Surnommés les « ya-ya », ces Français parlant une langue semblable à celle de l’ennemi heurtent d’abord les habitants du Sud-Ouest.

« Il serait absurde de croire que le fait de parler l’alsacien implique que l’on a des sentiments allemands », insista, dans un courrier aux maires, le préfet de Dordogne, refusant que ces réfugiés soient traités de « boches ».

Pour les adultes ayant tout abandonné, l’adaptation est dure. « On a logé les évacués où on pouvait, dans des pièces, des locaux vacants, souvent désaffectés », expliquent François et Catherine Schunck, spécialistes du sujet.

Mais pour le lycéen Hirlimann, dont la photo sur un pont de Périgueux, parue dans le magazine Match, symbolisera le visage des évacués alsaciens, ce sera « les grandes vacances » dont il gardait « un bon souvenir », estime son fils.

« A Périgueux, naît chaque jour un petit Strasbourgeois », écrivait l’ancêtre de Paris-Match. La vie alsacienne s’ancre sur les terres d’exil, le conseil municipal se délocalise et le Racing club de Strasbourg rechausse les crampons pour devenir… champion de Dordogne de football.

Jusqu’à la défaite française. Considérant l’Alsace-Moselle comme allemande, le régime nazi veut que les Alsaciens rentrent au bercail, ce que la plupart feront, accueillis en grande pompe par les militaires d’Hitler.
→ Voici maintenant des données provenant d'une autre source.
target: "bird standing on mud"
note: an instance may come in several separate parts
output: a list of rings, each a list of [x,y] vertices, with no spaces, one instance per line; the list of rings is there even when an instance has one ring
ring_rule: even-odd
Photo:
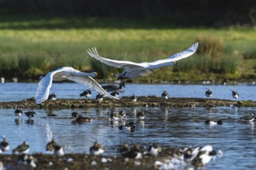
[[[124,81],[121,81],[119,86],[117,87],[116,85],[105,85],[102,86],[102,88],[106,91],[123,91],[123,87],[126,87]]]
[[[88,49],[88,53],[93,58],[100,62],[115,66],[117,68],[125,68],[126,70],[122,73],[116,75],[117,80],[123,79],[135,79],[141,76],[145,76],[155,71],[157,69],[163,66],[177,66],[176,61],[190,56],[197,50],[199,42],[194,43],[188,49],[176,53],[164,60],[156,60],[152,63],[137,63],[130,61],[121,61],[106,59],[100,56],[95,48]]]
[[[207,91],[206,91],[206,96],[207,97],[212,97],[212,95],[213,95],[213,92],[211,91],[211,90],[207,89]]]
[[[57,99],[57,96],[55,93],[52,93],[51,94],[49,95],[47,100],[55,100]]]
[[[232,96],[235,99],[238,99],[239,97],[239,94],[237,91],[232,90]]]
[[[24,141],[17,148],[12,149],[12,154],[27,154],[29,151],[29,145],[27,141]]]
[[[92,91],[90,90],[86,90],[83,93],[80,94],[80,97],[85,97],[85,98],[88,99],[92,96]]]
[[[162,98],[168,99],[168,97],[169,97],[169,95],[168,95],[168,93],[167,93],[167,91],[164,91],[161,94]]]
[[[98,141],[95,141],[90,148],[90,154],[92,155],[99,155],[105,151],[103,145],[100,144]]]

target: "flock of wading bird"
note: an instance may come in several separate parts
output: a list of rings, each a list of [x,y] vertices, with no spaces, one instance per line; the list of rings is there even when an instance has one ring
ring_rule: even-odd
[[[100,62],[107,64],[111,66],[115,66],[117,68],[125,68],[125,70],[119,74],[116,74],[117,80],[123,79],[133,79],[141,76],[145,76],[155,71],[157,69],[168,66],[178,66],[177,61],[186,57],[192,56],[195,53],[199,46],[199,42],[194,43],[188,49],[174,54],[164,60],[160,60],[151,63],[137,63],[130,61],[119,61],[113,60],[100,56],[95,48],[88,50],[88,53],[93,58],[99,60]],[[99,92],[96,98],[100,101],[102,100],[103,97],[108,97],[114,100],[119,100],[118,98],[119,91],[122,90],[122,87],[125,87],[123,81],[119,87],[116,86],[100,86],[92,77],[96,77],[97,73],[95,72],[92,73],[83,73],[74,70],[72,67],[61,67],[54,71],[48,73],[44,77],[40,78],[39,82],[39,86],[37,92],[36,94],[36,103],[40,104],[47,100],[55,100],[56,94],[54,93],[50,94],[50,89],[52,85],[53,81],[62,81],[62,80],[71,80],[82,85],[88,87],[90,89],[96,90]],[[113,91],[112,94],[109,94],[108,91]],[[239,94],[237,92],[232,91],[233,97],[234,98],[238,98]],[[212,96],[212,91],[208,89],[206,92],[206,96],[210,97]],[[92,91],[87,90],[80,94],[81,97],[85,96],[86,98],[91,97]],[[168,94],[167,91],[164,91],[161,97],[168,99]],[[137,97],[133,94],[131,97],[131,100],[136,102]],[[22,110],[19,108],[16,108],[15,111],[16,116],[22,116]],[[25,112],[25,114],[32,119],[36,113],[33,111]],[[73,112],[71,116],[74,118],[77,122],[89,121],[90,118],[83,117],[76,112]],[[122,121],[126,116],[125,111],[119,111],[119,114],[116,114],[113,111],[110,114],[110,121]],[[144,120],[145,117],[144,111],[141,111],[137,114],[137,117],[139,120]],[[242,121],[252,122],[254,119],[253,114],[250,115],[240,117]],[[217,122],[207,120],[206,121],[206,124],[214,125],[214,124],[222,124],[223,121],[221,120]],[[130,122],[125,125],[121,125],[119,127],[120,130],[126,129],[128,131],[133,131],[136,128],[133,122]],[[0,143],[0,152],[5,151],[10,148],[9,143],[5,138]],[[22,165],[28,165],[31,167],[36,167],[36,159],[32,155],[28,155],[27,153],[29,150],[29,145],[27,141],[24,141],[22,144],[17,146],[16,148],[12,149],[13,154],[19,154],[20,156],[18,158],[18,162]],[[62,156],[64,155],[64,149],[61,145],[57,144],[56,141],[52,139],[47,146],[46,150],[49,151],[53,151],[56,156]],[[104,147],[100,144],[98,141],[95,141],[94,144],[90,148],[89,152],[92,155],[99,155],[105,151]],[[132,148],[128,144],[124,144],[120,151],[123,156],[126,158],[140,158],[145,155],[157,155],[161,151],[161,148],[156,144],[150,145],[147,151],[143,151],[142,148],[138,144],[134,144]],[[217,152],[213,150],[213,148],[207,144],[204,147],[197,148],[188,148],[182,149],[182,155],[179,157],[181,162],[189,163],[194,165],[196,167],[205,166],[208,163],[213,156],[216,155]],[[155,165],[161,166],[162,168],[171,168],[171,164],[156,162]]]

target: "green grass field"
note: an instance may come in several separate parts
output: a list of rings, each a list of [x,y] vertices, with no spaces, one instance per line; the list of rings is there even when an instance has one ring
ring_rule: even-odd
[[[0,17],[0,74],[37,79],[69,66],[114,79],[120,71],[92,59],[97,47],[105,57],[133,62],[164,59],[195,41],[199,53],[178,67],[157,70],[141,81],[256,78],[256,32],[250,28],[178,28],[150,21],[86,18]],[[201,48],[201,49],[200,49]]]

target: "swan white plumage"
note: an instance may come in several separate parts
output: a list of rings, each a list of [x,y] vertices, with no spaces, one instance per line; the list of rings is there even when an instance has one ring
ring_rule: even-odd
[[[199,42],[194,43],[188,49],[174,54],[164,60],[156,60],[152,63],[137,63],[130,61],[121,61],[106,59],[100,56],[98,54],[96,48],[88,49],[87,53],[93,58],[99,60],[100,62],[117,68],[125,68],[122,73],[116,74],[117,80],[123,79],[134,79],[140,76],[147,76],[157,69],[163,66],[175,66],[178,65],[176,61],[190,56],[195,53],[199,46]]]
[[[62,81],[66,80],[81,83],[84,86],[88,86],[112,99],[119,100],[119,98],[111,96],[93,78],[92,78],[95,77],[96,76],[97,73],[95,72],[84,73],[69,66],[61,67],[49,72],[44,77],[41,78],[38,83],[37,92],[36,94],[36,103],[40,104],[47,100],[53,80]]]

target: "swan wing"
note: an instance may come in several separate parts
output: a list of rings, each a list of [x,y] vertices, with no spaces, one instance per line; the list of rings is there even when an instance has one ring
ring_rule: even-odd
[[[98,91],[102,94],[106,95],[109,98],[119,100],[118,97],[115,97],[111,96],[108,92],[106,92],[93,78],[91,76],[72,76],[67,80],[76,82],[78,83],[81,83],[84,86],[89,87],[91,89]]]
[[[192,45],[189,49],[187,49],[186,50],[182,51],[180,53],[175,53],[171,56],[169,56],[168,58],[165,59],[165,60],[157,60],[154,62],[150,63],[150,65],[158,65],[158,64],[161,64],[161,63],[170,63],[170,62],[174,62],[174,61],[178,61],[179,60],[186,58],[188,56],[192,56],[192,54],[194,54],[199,46],[199,42],[195,42],[193,45]]]
[[[87,53],[92,57],[110,66],[115,66],[117,68],[127,68],[127,69],[144,67],[144,65],[140,63],[137,63],[130,61],[121,61],[121,60],[115,60],[103,58],[98,54],[96,48],[92,48],[92,49],[87,50]]]

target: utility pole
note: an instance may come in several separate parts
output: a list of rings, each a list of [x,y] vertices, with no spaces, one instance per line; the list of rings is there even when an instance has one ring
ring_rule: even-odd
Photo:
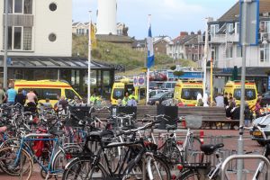
[[[3,87],[7,88],[7,41],[8,41],[8,27],[7,27],[7,16],[8,16],[8,0],[5,0],[4,4],[4,55],[3,59],[3,68],[4,68],[4,76],[3,76]]]

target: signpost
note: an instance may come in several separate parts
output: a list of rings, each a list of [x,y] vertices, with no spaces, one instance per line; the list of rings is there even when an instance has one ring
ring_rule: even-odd
[[[239,139],[238,140],[238,154],[244,153],[244,109],[245,109],[245,81],[246,81],[246,48],[256,46],[258,43],[259,0],[239,0],[240,5],[240,35],[239,44],[242,46],[242,72],[241,72],[241,104],[239,120]],[[243,160],[238,160],[238,180],[242,179]]]

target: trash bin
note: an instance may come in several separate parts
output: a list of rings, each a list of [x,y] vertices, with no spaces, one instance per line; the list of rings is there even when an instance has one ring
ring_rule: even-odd
[[[169,125],[176,125],[176,122],[175,121],[178,117],[178,106],[166,106],[166,105],[157,105],[158,115],[165,114],[170,117],[169,121],[162,121],[158,129],[166,130],[166,124]]]
[[[131,114],[134,113],[134,118],[137,118],[137,106],[120,106],[119,113]]]
[[[76,115],[80,120],[86,120],[87,117],[90,117],[90,107],[91,106],[83,106],[83,105],[69,105],[68,109],[70,110],[70,113]],[[66,123],[68,126],[77,127],[78,120],[70,118],[69,121]]]

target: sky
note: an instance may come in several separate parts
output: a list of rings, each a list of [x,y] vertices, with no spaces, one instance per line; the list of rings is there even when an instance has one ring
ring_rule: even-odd
[[[108,0],[110,1],[110,0]],[[215,20],[238,0],[117,0],[117,22],[129,27],[129,36],[148,36],[148,14],[151,14],[152,36],[176,38],[180,32],[204,31],[205,18]],[[88,22],[88,11],[96,12],[97,0],[72,0],[73,21]],[[95,13],[92,14],[95,22]]]

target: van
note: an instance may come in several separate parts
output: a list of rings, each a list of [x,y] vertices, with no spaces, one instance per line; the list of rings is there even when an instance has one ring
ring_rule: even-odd
[[[65,95],[68,100],[74,99],[74,96],[76,95],[81,99],[72,86],[63,80],[14,81],[14,89],[17,92],[22,89],[28,93],[31,88],[37,94],[39,103],[45,103],[46,98],[49,98],[50,103],[53,105],[58,102],[57,95]]]
[[[240,104],[241,81],[228,81],[224,87],[224,93],[231,94],[232,97],[235,98],[236,104]],[[248,106],[254,109],[253,106],[255,106],[257,98],[256,86],[254,81],[245,82],[245,97],[247,97]]]
[[[122,100],[125,93],[128,92],[131,94],[132,91],[135,92],[135,95],[138,97],[138,104],[145,104],[146,101],[146,88],[133,86],[133,81],[128,78],[121,79],[118,82],[114,82],[111,94],[111,104],[117,104],[119,99]]]
[[[202,81],[197,80],[178,80],[175,86],[174,99],[182,102],[187,106],[197,104],[197,95],[203,92]]]

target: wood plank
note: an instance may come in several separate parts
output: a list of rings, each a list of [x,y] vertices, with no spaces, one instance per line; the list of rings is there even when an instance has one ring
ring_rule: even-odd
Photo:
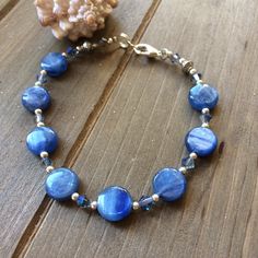
[[[139,9],[138,1],[120,1],[104,34],[125,31],[136,34],[137,38],[141,34],[137,30],[143,17],[143,23],[148,23],[149,17],[144,15],[151,4],[151,0],[144,1]],[[22,26],[17,25],[17,21]],[[49,206],[49,199],[44,199],[44,169],[25,148],[24,139],[33,128],[34,119],[21,107],[20,96],[25,87],[33,84],[40,58],[50,50],[66,49],[69,43],[57,42],[49,30],[38,25],[31,1],[21,0],[0,24],[0,108],[3,110],[0,114],[0,257],[9,257],[21,236],[34,230]],[[126,62],[122,51],[89,56],[74,62],[62,79],[55,80],[49,86],[54,103],[46,122],[61,138],[55,156],[57,166],[75,153],[73,144],[78,136],[84,127],[89,127],[87,118],[93,110],[96,112],[94,107],[101,109],[105,104],[112,92],[112,86],[106,85],[119,77]],[[101,72],[99,68],[105,72]]]
[[[256,257],[257,10],[164,0],[144,35],[195,60],[221,93],[212,127],[224,148],[200,162],[186,197],[117,224],[55,202],[26,257]],[[73,166],[90,198],[113,184],[138,198],[159,168],[178,165],[199,122],[186,84],[169,66],[132,58]]]
[[[19,0],[0,0],[0,21],[17,4]]]

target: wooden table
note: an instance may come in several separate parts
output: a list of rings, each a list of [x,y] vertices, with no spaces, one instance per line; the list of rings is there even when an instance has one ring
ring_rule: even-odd
[[[212,128],[220,148],[201,160],[183,200],[107,223],[45,195],[46,174],[27,152],[34,119],[21,107],[38,62],[62,50],[36,21],[32,1],[0,1],[0,257],[258,257],[258,1],[121,0],[104,35],[167,47],[195,61],[221,95]],[[164,166],[200,124],[178,69],[131,51],[89,55],[49,85],[46,122],[61,139],[56,166],[72,167],[96,198],[121,185],[151,192]]]

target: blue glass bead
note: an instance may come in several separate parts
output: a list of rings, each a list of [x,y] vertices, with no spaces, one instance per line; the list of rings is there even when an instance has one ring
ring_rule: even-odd
[[[37,108],[45,110],[50,106],[50,102],[48,91],[40,86],[27,87],[22,94],[22,104],[30,112]]]
[[[203,122],[206,124],[209,124],[209,121],[212,119],[212,116],[210,114],[202,114],[200,115],[200,119]]]
[[[122,187],[110,186],[97,198],[97,211],[107,221],[120,221],[131,213],[132,199]]]
[[[51,153],[57,149],[58,137],[49,127],[36,127],[28,133],[26,143],[35,155],[40,155],[42,152]]]
[[[219,101],[219,94],[214,87],[198,83],[189,91],[188,99],[196,110],[203,108],[212,109]]]
[[[36,77],[37,81],[40,82],[42,84],[47,83],[47,74],[37,74]]]
[[[185,143],[189,152],[195,152],[198,156],[208,156],[216,149],[218,138],[211,129],[196,127],[187,133]]]
[[[67,48],[67,54],[68,54],[69,57],[75,57],[78,55],[78,50],[77,50],[77,48],[68,47]]]
[[[60,167],[54,169],[47,177],[45,189],[47,195],[58,201],[71,198],[79,188],[78,175],[68,168]]]
[[[59,77],[67,71],[68,61],[60,52],[49,52],[42,59],[40,67],[49,77]]]
[[[152,180],[153,191],[165,201],[179,199],[186,191],[186,177],[175,168],[165,167]]]
[[[142,196],[139,200],[139,204],[143,211],[150,211],[155,202],[151,196]]]
[[[90,208],[91,201],[86,198],[86,196],[79,196],[77,199],[77,204],[81,208]]]
[[[45,166],[51,166],[52,165],[52,161],[49,157],[43,157],[42,162]]]

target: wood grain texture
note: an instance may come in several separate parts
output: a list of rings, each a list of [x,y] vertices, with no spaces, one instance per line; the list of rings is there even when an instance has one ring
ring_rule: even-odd
[[[163,0],[142,40],[195,60],[221,94],[216,153],[201,160],[181,201],[110,224],[55,202],[25,257],[257,257],[257,1]],[[73,168],[90,198],[121,185],[151,192],[154,173],[177,166],[198,125],[187,80],[169,64],[133,57]]]
[[[148,23],[151,5],[151,0],[144,1],[140,9],[138,1],[121,1],[104,34],[126,31],[137,39],[142,20]],[[23,245],[33,236],[50,206],[49,199],[44,199],[44,169],[24,144],[34,118],[21,107],[21,93],[34,83],[40,58],[48,51],[66,49],[69,43],[57,42],[49,30],[42,28],[36,23],[32,2],[25,0],[1,21],[0,39],[0,257],[5,258],[13,254],[17,243]],[[67,156],[75,155],[78,137],[87,127],[91,114],[97,114],[105,104],[112,92],[107,85],[119,77],[127,62],[122,54],[115,51],[82,58],[71,66],[66,77],[49,86],[54,103],[46,122],[56,128],[61,138],[55,155],[57,166],[66,163]]]

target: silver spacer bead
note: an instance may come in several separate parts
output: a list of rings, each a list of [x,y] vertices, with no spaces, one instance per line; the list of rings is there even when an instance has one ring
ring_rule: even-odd
[[[197,155],[195,152],[191,152],[191,153],[189,154],[189,156],[190,156],[191,159],[194,159],[194,160],[196,160],[196,159],[198,157],[198,155]]]
[[[132,203],[132,209],[136,211],[136,210],[138,210],[139,208],[140,208],[139,202],[138,202],[138,201],[133,201],[133,203]]]
[[[186,174],[186,173],[187,173],[187,169],[186,169],[185,166],[179,167],[178,171],[179,171],[181,174]]]
[[[37,81],[37,82],[35,82],[34,84],[35,84],[35,86],[42,86],[42,83],[40,83],[40,82],[38,82],[38,81]]]
[[[40,157],[42,157],[42,159],[48,157],[48,152],[43,151],[43,152],[40,153]]]
[[[160,196],[156,194],[152,195],[152,200],[157,202],[160,200]]]
[[[208,122],[203,122],[203,124],[201,125],[201,127],[209,128],[210,125],[209,125]]]
[[[78,46],[78,47],[77,47],[77,50],[78,50],[78,51],[81,51],[82,49],[83,49],[83,47],[81,47],[81,46]]]
[[[91,209],[92,210],[96,210],[97,209],[97,202],[96,201],[92,201],[91,202]]]
[[[37,122],[37,127],[45,127],[45,124],[39,121],[39,122]]]
[[[55,169],[54,166],[47,166],[47,167],[46,167],[46,172],[47,172],[47,173],[50,173],[50,172],[52,172],[54,169]]]
[[[203,114],[203,115],[206,115],[206,114],[210,114],[210,109],[209,108],[202,108],[201,109],[201,113]]]
[[[72,194],[72,196],[71,196],[71,199],[73,200],[73,201],[77,201],[78,200],[78,198],[79,198],[79,194],[78,192],[73,192]]]
[[[89,42],[84,42],[83,45],[82,45],[82,47],[83,47],[84,49],[91,50],[91,49],[92,49],[92,44],[89,43]]]
[[[42,110],[42,109],[39,109],[39,108],[37,108],[37,109],[35,109],[35,112],[34,112],[34,113],[35,113],[35,115],[38,115],[38,114],[40,115],[40,114],[43,114],[43,110]]]
[[[46,71],[46,70],[42,70],[40,73],[42,73],[43,75],[47,75],[47,71]]]
[[[194,74],[196,74],[197,73],[197,70],[195,69],[195,68],[191,68],[191,70],[189,71],[189,74],[190,75],[194,75]]]

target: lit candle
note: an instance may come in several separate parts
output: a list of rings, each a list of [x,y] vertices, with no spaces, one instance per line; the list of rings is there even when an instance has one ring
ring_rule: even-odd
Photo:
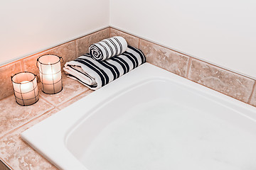
[[[62,57],[55,55],[42,55],[37,60],[40,72],[42,91],[46,94],[57,94],[62,89],[60,60]]]
[[[16,102],[22,106],[35,103],[39,99],[36,75],[24,72],[11,76]]]

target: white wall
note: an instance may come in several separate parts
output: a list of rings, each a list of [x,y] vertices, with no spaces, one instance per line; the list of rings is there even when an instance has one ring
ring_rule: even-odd
[[[256,77],[256,1],[110,0],[110,26]]]
[[[106,0],[0,1],[0,65],[109,26]]]

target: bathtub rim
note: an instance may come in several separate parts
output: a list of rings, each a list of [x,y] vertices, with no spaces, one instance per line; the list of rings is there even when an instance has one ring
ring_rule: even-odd
[[[234,106],[235,104],[235,108],[236,109],[238,109],[238,111],[240,110],[245,109],[248,110],[249,113],[255,113],[256,110],[255,108],[252,106],[164,70],[151,64],[145,63],[136,69],[132,70],[131,72],[124,74],[116,81],[111,82],[107,86],[103,86],[99,90],[89,94],[50,118],[24,131],[21,135],[21,138],[59,169],[72,169],[74,168],[74,164],[75,164],[76,169],[88,170],[74,155],[73,155],[72,153],[70,153],[65,143],[65,140],[67,139],[67,132],[70,132],[70,129],[74,125],[74,122],[78,122],[79,120],[82,121],[81,118],[82,117],[85,118],[91,113],[86,113],[85,115],[85,113],[80,112],[77,113],[74,115],[73,114],[73,108],[81,106],[83,103],[86,102],[88,106],[86,108],[86,111],[93,110],[97,104],[94,103],[94,101],[103,102],[112,94],[113,91],[115,91],[116,93],[117,93],[129,86],[132,86],[132,84],[141,81],[142,75],[144,76],[143,79],[154,79],[154,77],[164,77],[164,79],[166,79],[166,79],[172,81],[175,81],[176,83],[189,88],[196,89],[196,90],[203,94],[220,99],[225,104],[227,104],[227,106],[230,105]],[[127,84],[124,86],[119,86],[120,81],[123,81],[122,82],[122,84]],[[100,93],[100,94],[98,94]],[[99,99],[97,98],[98,95],[101,95],[103,97]],[[254,120],[256,120],[256,114],[249,114],[245,115],[245,116],[252,118]],[[60,118],[61,118],[61,119],[60,119]],[[59,126],[55,126],[56,121],[59,123]],[[48,125],[53,125],[54,129],[50,128]],[[38,143],[41,144],[40,146],[34,144]],[[54,146],[54,148],[53,146]],[[55,152],[53,152],[53,150],[55,150]]]

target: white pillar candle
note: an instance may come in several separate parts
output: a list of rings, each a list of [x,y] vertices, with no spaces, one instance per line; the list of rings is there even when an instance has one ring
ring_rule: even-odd
[[[40,72],[42,91],[46,94],[57,94],[62,89],[60,61],[62,57],[55,55],[42,55],[37,60]]]
[[[34,74],[28,72],[17,73],[11,76],[14,96],[18,104],[28,106],[38,101],[36,76]]]

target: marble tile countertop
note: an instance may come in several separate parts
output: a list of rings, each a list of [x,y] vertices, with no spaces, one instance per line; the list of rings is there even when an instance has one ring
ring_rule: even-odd
[[[32,106],[18,105],[14,95],[0,101],[0,159],[10,169],[58,169],[23,141],[20,134],[93,91],[64,74],[63,82],[62,91],[53,95],[41,91],[39,101]]]

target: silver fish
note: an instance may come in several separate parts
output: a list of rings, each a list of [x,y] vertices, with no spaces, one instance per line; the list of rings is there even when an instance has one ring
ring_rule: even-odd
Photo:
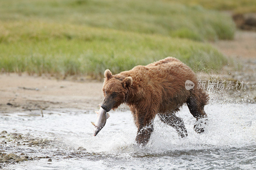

Environ 30 % des Strasbourgeois ne seraient pas revenus, car ils étaient indésirables parce que juifs ou Français « de l’intérieur », entrés dans la résistance ou avaient recommencé leur vie.

Entre mariages et amitiés, des liens durables sont nés de cette année d’exil. De nombreuses communes évacuées sont jumelées avec leur « hôte » de 1939, Strasbourg et Périgueux sont « villes soeurs ».

La Moselle va commémorer les 80 ans de cet « exil intérieur » avec le voyage d’une délégation dans la Vienne, tandis qu’ailleurs des rencontres ou expositions sont organisées.

En Dordogne, Saint-Cyprien vient de recevoir une statue d’Alsacienne en grès rose des Vosges. « Tous les ans, voire deux fois par an, on a des gens qui vont voir des amis de Mackenheim, ou l’inverse », explique le maire-adjoint Jean-Pierre Servoir.